Before we introduced mutable data the substitution model was a good way of reasoning about the values produced by SML programs. The substitution model is based on the notion of substituting equivalent expressions for one another, much like simplification of algebraic expressions. However, with mutable data, we now no longer can depend on the fact that a given expression always has the same value. For instance, f(3) might well return different values each time it is called - for instance by keeping local state and adding its argument to the internal state variable and returning the result. Thus we introduce the environment model in order to represent the evaluation of expressions that involve mutable data.
There are three key constructs in the environment model, all of which have to do with determining the values of variable names (identifiers):
In modeling the execution of an SML program, the evaluation of each expression is done with respect to some particular environment, which governs the bindings of the identifiers in that expression. The binding of an identifier in a given environment is determined by finding the first frame in the environment (sequence of frames) that specifies a binding for that identifier. That is, starting with a frame, if it has no binding for the name then the parent frame is checked, and so on up to TOP. As soon as a binding is found its value is the value of the identifier. If no frame contains a binding then the variable is unbound.

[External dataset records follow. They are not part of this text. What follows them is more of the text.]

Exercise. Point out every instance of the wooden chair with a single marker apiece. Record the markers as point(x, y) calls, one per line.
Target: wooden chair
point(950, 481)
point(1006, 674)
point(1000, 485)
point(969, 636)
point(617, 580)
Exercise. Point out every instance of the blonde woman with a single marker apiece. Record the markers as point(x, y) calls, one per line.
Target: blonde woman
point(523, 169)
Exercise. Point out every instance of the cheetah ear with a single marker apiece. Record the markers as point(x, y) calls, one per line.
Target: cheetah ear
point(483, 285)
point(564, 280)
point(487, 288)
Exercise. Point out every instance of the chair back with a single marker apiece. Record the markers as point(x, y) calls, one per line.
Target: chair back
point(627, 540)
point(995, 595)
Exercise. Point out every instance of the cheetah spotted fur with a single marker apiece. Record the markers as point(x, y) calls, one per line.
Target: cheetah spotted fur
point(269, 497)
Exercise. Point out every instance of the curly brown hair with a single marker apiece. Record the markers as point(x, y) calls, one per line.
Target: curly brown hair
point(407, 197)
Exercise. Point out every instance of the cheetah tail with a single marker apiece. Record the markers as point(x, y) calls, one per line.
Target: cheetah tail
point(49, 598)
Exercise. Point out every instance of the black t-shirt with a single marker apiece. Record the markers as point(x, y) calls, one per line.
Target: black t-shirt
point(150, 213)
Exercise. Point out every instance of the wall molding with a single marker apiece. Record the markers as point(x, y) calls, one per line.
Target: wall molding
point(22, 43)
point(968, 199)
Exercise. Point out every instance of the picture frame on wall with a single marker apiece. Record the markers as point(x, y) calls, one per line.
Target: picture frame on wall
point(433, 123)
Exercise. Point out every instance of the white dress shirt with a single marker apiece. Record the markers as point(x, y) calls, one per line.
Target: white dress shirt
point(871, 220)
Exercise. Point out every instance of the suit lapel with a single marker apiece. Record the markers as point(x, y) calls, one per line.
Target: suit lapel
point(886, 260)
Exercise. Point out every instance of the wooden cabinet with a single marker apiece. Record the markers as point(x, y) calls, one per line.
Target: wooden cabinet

There is always one current or active environment, which is the environment corresponding to the expression that is currently being evaluated. There are generally many environments of which the current environment is just one. These environments form a tree structure, with the frame TOP as the root of the tree. TOP contains the bindings for all the built-in names that are accessible in the top-level read-eval-print loop (such as foldl, +, ....).
A new frame is created whenever a function is applied (called) and whenever a let expression is evaluated. We will first consider let expressions. We limit ourselves to let expressions that bind a single identifier. A let expression binding more than one identifier is expanded into a nested set of let expressions, one per identifier, as discussed in recitation.
To evaluate the expression let val x = e1 in e2
Consider the following simple example:
let val x = (4, ref 3) in #1 x end
We will denote the TOP level environment by a double box. Since this expression is being evaluated at top level, the new frame in step 2 has TOP as its parent. That frame binds x to the pair of 4 and a reference to 3. Then at the time that e2 is evaluated, the current environment is the one specified by this new frame:
Thus the value of #1 x is 4 in this environment. Once that expression is evaluated, the current environment returns to being the parent of that environment (TOP in this case).
Applying (or calling) a function also creates a new environment, again by adding a frame to an existing environment. However unlike a let expression, which extends the environment where let expression is evaluated (the current environment), function application extends the environment in which the function was defined (not the current environment where the call is happening). Thus we need to represent a function object in a manner that enables us to keep track of the environment where the function was defined. This is commonly referred to as a closure, which is composed of the function text (the parameters and the code) together with a pointer to the current environment at the time that the function was defined.
Consider the following simple example,
let val x = 3 val f = fn y: int => x in f end
As noted above, this is equivalent to two nested let expressions:
let val x = 3 in let val f = fn y: int => x in f end end
We know from above that each of these let expressions creates a frame that extends the current environment. The definition of the function f creates a closure that points to the current environment where the function was defined, namely the environment where the expression e1 of the inner let was evaluated (TOP extended by a single frame that binds x to 3). This is illustrated below:
Application of a function creates a new environment, not definition of a function. The rule for function application is:
To evaluate a function application e1(e2)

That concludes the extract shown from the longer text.